This pattern will keep repeating itself until you become aware of it and begin to make different relationship choices. Emotionally abusive women often present themselves as “helpless victims,” which makes the men who are attracted to them feel needed, strong, and powerful.
Dating a woman who was emotionally abused
Acknowledge how you were hurt in the past This won’t be easy.
Initially, being loved and accepted for who you are will feel unnatural and uncomfortable.
Ride out the discomfort until feeling good in a relationship feels normal.
You couldn’t choose your first familial love relationships as a child, by Dr Tara J.

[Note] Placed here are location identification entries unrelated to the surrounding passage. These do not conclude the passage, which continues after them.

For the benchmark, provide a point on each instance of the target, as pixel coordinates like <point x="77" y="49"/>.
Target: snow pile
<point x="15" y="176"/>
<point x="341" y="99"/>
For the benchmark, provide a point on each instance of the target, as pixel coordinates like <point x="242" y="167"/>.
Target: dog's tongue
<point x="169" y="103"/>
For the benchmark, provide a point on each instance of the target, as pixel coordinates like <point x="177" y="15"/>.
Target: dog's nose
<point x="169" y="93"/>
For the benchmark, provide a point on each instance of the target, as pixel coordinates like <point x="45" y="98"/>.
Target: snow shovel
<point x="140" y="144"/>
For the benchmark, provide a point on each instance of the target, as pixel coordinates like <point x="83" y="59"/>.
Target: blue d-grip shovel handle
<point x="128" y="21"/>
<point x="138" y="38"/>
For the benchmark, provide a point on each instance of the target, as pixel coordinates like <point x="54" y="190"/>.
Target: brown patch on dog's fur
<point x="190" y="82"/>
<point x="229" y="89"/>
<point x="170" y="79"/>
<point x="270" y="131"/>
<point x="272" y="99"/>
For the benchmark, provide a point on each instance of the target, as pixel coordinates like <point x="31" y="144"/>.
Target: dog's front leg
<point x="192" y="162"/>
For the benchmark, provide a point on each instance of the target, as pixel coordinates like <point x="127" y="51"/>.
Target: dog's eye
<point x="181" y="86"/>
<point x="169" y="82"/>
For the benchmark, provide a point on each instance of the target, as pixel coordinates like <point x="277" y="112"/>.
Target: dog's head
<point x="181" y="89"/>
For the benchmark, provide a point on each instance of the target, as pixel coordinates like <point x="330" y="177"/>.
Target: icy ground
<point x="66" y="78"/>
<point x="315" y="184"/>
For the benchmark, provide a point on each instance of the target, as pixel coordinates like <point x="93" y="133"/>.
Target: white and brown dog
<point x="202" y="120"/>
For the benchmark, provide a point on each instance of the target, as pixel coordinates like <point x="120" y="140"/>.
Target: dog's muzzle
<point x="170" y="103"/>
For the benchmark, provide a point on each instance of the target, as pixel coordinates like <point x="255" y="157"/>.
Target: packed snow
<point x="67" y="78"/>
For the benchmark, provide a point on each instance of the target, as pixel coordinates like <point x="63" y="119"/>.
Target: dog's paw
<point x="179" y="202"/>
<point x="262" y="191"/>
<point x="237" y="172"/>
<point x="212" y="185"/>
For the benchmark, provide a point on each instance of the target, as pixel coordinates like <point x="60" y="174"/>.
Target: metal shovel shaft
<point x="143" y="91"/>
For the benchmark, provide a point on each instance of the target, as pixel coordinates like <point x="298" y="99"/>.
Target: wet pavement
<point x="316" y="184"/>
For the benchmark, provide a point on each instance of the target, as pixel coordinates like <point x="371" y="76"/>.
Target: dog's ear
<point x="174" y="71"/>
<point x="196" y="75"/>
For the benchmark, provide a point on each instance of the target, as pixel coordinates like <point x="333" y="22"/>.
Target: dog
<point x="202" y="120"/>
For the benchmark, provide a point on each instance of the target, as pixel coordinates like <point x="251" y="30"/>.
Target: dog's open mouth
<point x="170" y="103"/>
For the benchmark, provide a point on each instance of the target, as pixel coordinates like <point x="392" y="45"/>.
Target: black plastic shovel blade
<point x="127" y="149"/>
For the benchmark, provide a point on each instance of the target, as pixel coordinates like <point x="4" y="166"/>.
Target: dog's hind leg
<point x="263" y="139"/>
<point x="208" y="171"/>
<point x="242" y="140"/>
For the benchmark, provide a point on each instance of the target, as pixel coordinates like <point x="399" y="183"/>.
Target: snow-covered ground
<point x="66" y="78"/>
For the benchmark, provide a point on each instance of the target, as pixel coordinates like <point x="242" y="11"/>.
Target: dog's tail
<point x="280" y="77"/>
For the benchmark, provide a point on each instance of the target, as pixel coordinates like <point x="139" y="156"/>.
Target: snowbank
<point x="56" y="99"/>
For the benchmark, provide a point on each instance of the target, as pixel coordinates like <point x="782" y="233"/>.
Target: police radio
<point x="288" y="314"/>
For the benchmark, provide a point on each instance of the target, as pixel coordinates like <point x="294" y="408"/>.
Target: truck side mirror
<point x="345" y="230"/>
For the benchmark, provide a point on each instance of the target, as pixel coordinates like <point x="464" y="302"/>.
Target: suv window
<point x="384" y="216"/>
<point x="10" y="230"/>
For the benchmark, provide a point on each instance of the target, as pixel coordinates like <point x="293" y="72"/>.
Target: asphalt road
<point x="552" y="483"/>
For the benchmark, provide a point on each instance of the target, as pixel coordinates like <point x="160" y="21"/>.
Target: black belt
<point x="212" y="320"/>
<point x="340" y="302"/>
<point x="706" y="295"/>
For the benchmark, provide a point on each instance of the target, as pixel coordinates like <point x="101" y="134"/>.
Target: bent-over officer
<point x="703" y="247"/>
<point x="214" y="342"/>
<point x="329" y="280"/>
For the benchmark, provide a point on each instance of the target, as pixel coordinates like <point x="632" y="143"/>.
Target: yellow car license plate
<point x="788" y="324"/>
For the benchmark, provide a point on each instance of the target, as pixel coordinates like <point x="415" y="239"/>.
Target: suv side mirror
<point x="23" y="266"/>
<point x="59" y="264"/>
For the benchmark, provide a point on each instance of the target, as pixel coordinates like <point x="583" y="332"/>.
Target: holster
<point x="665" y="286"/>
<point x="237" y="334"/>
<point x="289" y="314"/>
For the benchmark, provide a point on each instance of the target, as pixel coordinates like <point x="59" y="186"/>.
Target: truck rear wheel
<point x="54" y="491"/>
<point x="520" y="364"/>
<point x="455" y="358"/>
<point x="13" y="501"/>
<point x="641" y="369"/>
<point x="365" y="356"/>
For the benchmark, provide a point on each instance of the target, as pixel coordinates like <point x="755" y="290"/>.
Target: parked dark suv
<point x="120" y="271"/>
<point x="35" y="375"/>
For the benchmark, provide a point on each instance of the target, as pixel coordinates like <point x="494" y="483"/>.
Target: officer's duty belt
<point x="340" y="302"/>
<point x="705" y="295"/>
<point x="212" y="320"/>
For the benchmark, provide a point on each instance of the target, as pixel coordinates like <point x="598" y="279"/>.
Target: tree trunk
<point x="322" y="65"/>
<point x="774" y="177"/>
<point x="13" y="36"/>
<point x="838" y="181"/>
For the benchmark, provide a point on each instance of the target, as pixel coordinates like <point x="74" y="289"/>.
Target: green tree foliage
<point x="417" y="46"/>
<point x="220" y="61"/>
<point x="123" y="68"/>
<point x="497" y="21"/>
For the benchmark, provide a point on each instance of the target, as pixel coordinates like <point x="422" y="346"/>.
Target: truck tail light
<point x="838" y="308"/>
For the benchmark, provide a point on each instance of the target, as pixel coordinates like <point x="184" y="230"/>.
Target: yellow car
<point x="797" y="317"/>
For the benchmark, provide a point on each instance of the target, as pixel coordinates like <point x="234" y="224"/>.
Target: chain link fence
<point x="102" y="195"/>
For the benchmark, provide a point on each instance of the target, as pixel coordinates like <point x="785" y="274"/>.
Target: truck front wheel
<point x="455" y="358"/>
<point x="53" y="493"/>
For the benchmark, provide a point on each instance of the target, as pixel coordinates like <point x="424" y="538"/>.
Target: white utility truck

If you’re not one of the lucky ones, you’re probably re-enacting childhood relationships in an effort to negate your original feelings of hurt and loss by trying to have an emotionally corrective experience. The women you’re attracted to aren’t anymore capable of giving you what you need and want than your parent(s), sibling(s), or whomever caused your original emotional injury.
You end up repeating the same doomed relationship pattern with the same type of person. Parentified sons often grow up to have adult relationships with women who need to be “rescued,” when in reality, it’s the men who need to be rescued from these women who appear to be fragile waifs, but quickly turn into abusive aggressors when you disappoint them or fail to meet her expectations, which are often unrealistic.
There are a few possible reasons why you repeatedly get involved with crazy women in all their forms.
If “crazy” gets you hot, it’s in your best interest to figure out why and break the pattern.
It didn’t compute and you have probably spent a lot of time and energy trying to make the same relationship work with different women.
My advice: Additionally, because this was your first relationship experience, you may mistakenly believe that it’s what relationships are supposed to be like and have patterned subsequent relationships on it.
When you feel an overpowering, immediate chemistry toward a new woman, like you’ve always known her, without rhyme or reason, We create relationship templates when we’re kids based on our parents’ relationship and the way our parents, siblings, grandparents, or anyone we sought affection and approval from treated us.